On the pitch, every player knows their zone. The striker does not chase the fullback's lane. The defender does not wander into midfield without a reason. Clarity of space is non-negotiable — because the consequence of a lapse is measurable, public, and immediate.
In corporations, this clarity often blurs. Roles overlap. Decisions drift. A project meeting turns into six people half-owning an outcome, and no one is sure where their territory ends. The problem is rarely ability — it is architecture.
Spatial intelligence as organisational design
A football formation is an act of strategic distillation. Eleven people, each with a defined space, a defined role, and a shared direction of play. When a team performs well, the positions are not a constraint — they are a scaffold that lets individual brilliance express itself without collision.
The same principle applies to how executives design their teams. Structure is not bureaucracy. It is the quiet agreement that tells each person: this is your zone, this is where you are trusted, this is where you are accountable. Without that agreement, even the most talented operators spend their energy negotiating boundaries instead of creating value.
A strategy you cannot draw on the back of a napkin is not a strategy — it is a hope.
Roles versus zones
The subtle distinction that matters: a role describes what someone does. A zone describes where they operate. Rigid roles fail under pressure because reality doesn't respect job titles. Zones, by contrast, give people room to move — to step into a teammate's space when the situation demands it, and to return to their own position when the pressure eases.

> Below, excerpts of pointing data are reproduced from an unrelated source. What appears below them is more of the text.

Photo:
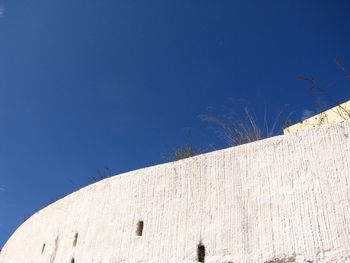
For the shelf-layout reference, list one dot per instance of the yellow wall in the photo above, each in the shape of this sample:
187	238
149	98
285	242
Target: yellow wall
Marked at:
334	115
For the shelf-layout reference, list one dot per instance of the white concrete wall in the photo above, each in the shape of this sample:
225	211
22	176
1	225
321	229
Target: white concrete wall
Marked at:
285	199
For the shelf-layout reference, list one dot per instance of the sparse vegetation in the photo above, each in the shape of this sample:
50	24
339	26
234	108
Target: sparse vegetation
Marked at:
240	127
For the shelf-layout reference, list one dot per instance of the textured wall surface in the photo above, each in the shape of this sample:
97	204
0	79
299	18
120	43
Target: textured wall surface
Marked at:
284	199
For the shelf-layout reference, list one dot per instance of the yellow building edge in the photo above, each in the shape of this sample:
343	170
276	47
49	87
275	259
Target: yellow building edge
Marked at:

In coaching sessions with senior leaders, I often ask them to sketch their organisation not as an org chart, but as a formation. Who covers the flanks? Who holds the centre? Where does the build-up start? The exercise is uncomfortable — because most organisations have never thought about themselves this way. It also tends to be the most clarifying conversation of the quarter.
The coach's perspective
A football coach rarely plays. Their craft is observation — the capacity to read the whole game from the touchline, to see the pattern that the players, immersed in the action, cannot. This is the executive shift I help leaders make: from being the best player on the team to becoming the one who sees the whole field.
The transition is rarely easy. It requires resisting the urge to intervene in every moment, and trusting the structure you have built. But when it lands, it transforms not just the leader — it transforms the team.
Strategic clarity is not a diagram. It is an awareness — shared, practised, and refined one match at a time.